142
İnsanlardan beyinsizler:
"Onları üzerinde bulundukları kıbleden çeviren nedir?”
diyecekler. De ki: Doğu dabatı da Allah'ındır. Dilediğini doğru yola iletir.
"İnsanlardan
beyinsizler diyecek”
bunlar akılları hafif olanlar ve onları taklit ve idraksizlik yüzünden hor
kılanlardır. Bundan da kıblelerinin değiştirilmesini hoş görmeyen münâfıkları,
Yahûdîleri ve müşrikleri murat ediyor. Bunu önceden haber vermenin faydası,
cevap vermeye hazırlanmaktır.
"Onları ne
çevirdi?” ne
döndürdü,
"üzerinde
bulundukları kıblelerinden”
yani
Beytülmukaddes'ten, demektir. Kıble aslında insanın yönelme hâlidir, istikbalden
gelir, sonra örf olarak namaz için dönülen mekana denilmiştir.
"De ki: Doğu da
batı da Allah'ındır".
Başkasının, yerine geçmeyecek şekilde zatî bir özelliğinden dolayı belli bir
mekanı seçmez. Mühim olan emrini yerine getirmektir, mekan seçmek değildir.
"Dilediğini
doğru yola iletir” o
da bazen Beytülmukaddes'e, bazen de Ka'be'ye
yönelmek gibi hikmetin istediği ve maslahatın icap ettiği şeydir.
143
Böylece sizi orta bir ümmet yaptık ki, siz insanlara şâhit
olasınız; Resûlüllah da size şâhit
olsun. Üzerinde bulunduğun kıbleyi ancak Resûl ah'a tâbi olanı ökçesi üzerine
dönenden bilmemiz içindir. Gerçi bu, elbette Allah'ın hidâyet ettiklerinden
başkasına büyük bir şeydir. Allah îmanınızı zâyi edecek değildir. Şüphesiz
Allah, insanları çok merhametli ve çok merhamet edendir.
"Böylece”
geçen Âyetin mefhumuna
işarettir, yani sizi doğru yola götürdüğümüz
veyahut kıblenizi en üstün kıble kıldığımız gibi
"sizi de orta bir ümmet yaptık”
yani hayırlı yahut
doğru, ilim ve amelle temizlenmiş kimseler yaptık.
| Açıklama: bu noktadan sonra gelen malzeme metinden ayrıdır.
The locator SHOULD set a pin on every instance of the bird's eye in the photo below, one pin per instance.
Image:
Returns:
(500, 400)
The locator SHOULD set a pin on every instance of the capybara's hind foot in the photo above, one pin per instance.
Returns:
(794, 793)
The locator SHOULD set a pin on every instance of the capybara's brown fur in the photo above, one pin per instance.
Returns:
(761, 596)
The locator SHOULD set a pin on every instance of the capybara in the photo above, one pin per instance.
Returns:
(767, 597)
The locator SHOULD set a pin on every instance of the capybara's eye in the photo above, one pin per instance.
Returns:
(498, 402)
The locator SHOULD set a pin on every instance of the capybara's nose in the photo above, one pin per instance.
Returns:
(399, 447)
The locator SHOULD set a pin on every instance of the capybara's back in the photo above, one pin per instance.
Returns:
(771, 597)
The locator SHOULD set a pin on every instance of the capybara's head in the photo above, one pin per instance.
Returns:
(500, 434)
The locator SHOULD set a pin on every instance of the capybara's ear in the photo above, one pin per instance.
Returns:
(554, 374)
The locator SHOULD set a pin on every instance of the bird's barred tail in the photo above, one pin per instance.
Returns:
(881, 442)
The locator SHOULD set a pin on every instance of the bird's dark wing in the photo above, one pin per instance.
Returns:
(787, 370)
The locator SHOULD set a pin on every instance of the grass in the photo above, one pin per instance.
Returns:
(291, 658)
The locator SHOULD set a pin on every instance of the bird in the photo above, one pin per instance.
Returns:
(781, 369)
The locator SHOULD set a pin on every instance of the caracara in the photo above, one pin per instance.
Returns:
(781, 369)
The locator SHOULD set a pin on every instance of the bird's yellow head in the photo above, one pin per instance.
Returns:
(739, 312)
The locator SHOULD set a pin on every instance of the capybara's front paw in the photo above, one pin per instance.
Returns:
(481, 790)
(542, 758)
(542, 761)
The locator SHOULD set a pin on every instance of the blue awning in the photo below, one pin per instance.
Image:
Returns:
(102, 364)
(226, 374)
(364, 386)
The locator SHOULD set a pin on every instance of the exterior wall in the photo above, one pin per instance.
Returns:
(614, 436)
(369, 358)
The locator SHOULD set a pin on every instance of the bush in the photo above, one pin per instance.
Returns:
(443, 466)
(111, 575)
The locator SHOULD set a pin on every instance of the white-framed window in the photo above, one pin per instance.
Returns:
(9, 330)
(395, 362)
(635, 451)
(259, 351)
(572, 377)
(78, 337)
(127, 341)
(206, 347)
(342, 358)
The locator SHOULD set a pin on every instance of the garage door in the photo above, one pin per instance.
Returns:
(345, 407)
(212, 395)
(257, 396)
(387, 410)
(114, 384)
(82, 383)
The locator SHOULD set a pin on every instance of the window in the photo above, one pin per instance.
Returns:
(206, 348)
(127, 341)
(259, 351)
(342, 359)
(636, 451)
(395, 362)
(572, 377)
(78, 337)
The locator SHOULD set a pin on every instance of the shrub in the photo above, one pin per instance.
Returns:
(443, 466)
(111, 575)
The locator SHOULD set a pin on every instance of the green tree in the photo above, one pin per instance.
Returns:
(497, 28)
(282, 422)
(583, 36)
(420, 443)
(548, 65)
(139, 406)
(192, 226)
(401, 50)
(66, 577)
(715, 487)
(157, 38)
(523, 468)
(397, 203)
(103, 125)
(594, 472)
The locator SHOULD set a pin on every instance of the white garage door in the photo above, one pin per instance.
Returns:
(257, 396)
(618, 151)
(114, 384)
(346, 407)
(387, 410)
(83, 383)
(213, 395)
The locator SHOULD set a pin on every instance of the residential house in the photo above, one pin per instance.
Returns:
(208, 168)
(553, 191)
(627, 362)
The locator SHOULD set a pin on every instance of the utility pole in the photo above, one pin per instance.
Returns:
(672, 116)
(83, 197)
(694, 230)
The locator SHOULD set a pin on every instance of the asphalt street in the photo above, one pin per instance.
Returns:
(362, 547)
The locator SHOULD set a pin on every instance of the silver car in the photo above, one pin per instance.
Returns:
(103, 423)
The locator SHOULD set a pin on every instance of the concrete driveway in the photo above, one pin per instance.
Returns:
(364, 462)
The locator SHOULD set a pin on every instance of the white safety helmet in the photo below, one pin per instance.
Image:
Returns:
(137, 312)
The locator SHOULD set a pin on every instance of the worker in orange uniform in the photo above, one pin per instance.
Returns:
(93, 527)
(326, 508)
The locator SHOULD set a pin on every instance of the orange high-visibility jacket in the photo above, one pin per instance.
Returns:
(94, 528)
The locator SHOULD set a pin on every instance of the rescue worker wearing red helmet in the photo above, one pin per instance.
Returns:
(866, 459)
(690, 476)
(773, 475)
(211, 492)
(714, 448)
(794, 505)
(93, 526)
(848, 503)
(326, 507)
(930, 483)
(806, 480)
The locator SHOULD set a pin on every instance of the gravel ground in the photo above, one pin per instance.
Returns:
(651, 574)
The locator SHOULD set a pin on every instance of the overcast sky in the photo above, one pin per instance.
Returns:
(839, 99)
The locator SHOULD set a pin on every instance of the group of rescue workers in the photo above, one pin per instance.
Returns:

Vasat aslında yanlara eşit
uzaklıkta olan mekandır. Sonra ifrat ve tefritin arasında bulunan övülen
hasletlere denildi Meselâ israfla cimrilik arasında bulunan cömertlik ve gözü
karalılıkla korkaklık arasında bulunan yiğitlik gibi. Sonra da bu sıfatı taşıyan
her şeye denildi. Bunda tekil ve çoğul, müzekker ve müennes birdir, tıpkı sıfat
düşen isimler gibi. Bundan icmaın delil olduğu sonucu çıkarılmıştır, çünkü eğer
ittifak ettikleri şeyde bâtıl olsaydı, adaletleri yara alırdı.
"Siz insanlara
şâhit olasınız,
Resûlüllah
da size şâhit olsun”
orta ümmet kılmasının illetidir, yani size
getirdiği delillerden ve üzerinize indirdiği kitaplardan bilesiniz ki, Allahü
teâlâ kimseye cimrilik ve haksızlık etmemiştir. Bilâkis yollan açmış ve
peygamberleri göndermiştir. Onlar da tebliğ ve nasihat ettiler. Ancak kâfirleri
bedbahtlıkları şehvetlere ve âyetlerden yüz çevirmeye sürüklemiştir. Siz de bu
konuda hem çağdaşlarınıza hem de sizden öncekilere ve sonrakilere şahitlik
edersiniz.
Rivâyete göre ümmetler
kıyâmet gününde peygamberlerin tebliğlerini inkâr edecekler; Allah çok iyi
bildiği hâlde münkirleri susturmak için onlardan ispat isteyecektir. Bunun
üzerine ümmet-i Muhammed getirilir;
ümmetler: Bunu nereden bildiniz, derler? Onlar da: Bunu Allahü teâlâ’nın doğru
peygamberinin dili ile konuşan kitabında haber vermesiyle bildik, derler. O
zaman Muhammed
sallallahü aleyhi ve sellem getirilir, ona
ümmetinin hâlinden sorulur. O da doğru olduklarına şahitlik eder. Bu şahitlik,
onların lehine olsa da ancak Resûlüllah
sallallahü aleyhi ve sellem ümmeti üzerinde
gözcü gibi olduğu için "âla” ile geçişli kılınmış
ve aleyhlerine gibi gösterilmiştir. Alâ'nın öne
alınması da Resûlüllah’ın onlara özel
şâhit olmasını göstermek içindir.
"Üzerinde
bulunduğun kıbleyi kılmadık”
yani
yöneldiğin ciheti demektir ki, o da Ka'be'dir,
çünkü aleyhisselâm
Efendimiz Mekke'de iken ona dönerek namaz
kılardı, Hicret edince Yahûdîlerin kalplerini kazanmak için Kudüs'teki kayaya
dönerek namaz kılması emredildi.
Ya da
üzerinde bulunduğu kıble Kudüs'teki kayadır. Çünkü
İbn Abbâs: Mekke'de iken kıblesi Beytülmukaddes idi, ancak Ka'be'yi
araya alırdı, buyurmuştur.
Birinciye
göre haber verilen şey neshedendir,
ikinciye göre de
neshedilendir.
Mana da
şöyledir: Senin
asıl işin Ka'be'ye dönmektir, senin kıbleni
Beytülmukaddes yapmadık.
"Resûlüllah'a
tâbi olanı iki ökçesi üzerine dönenden bilmemiz içindir".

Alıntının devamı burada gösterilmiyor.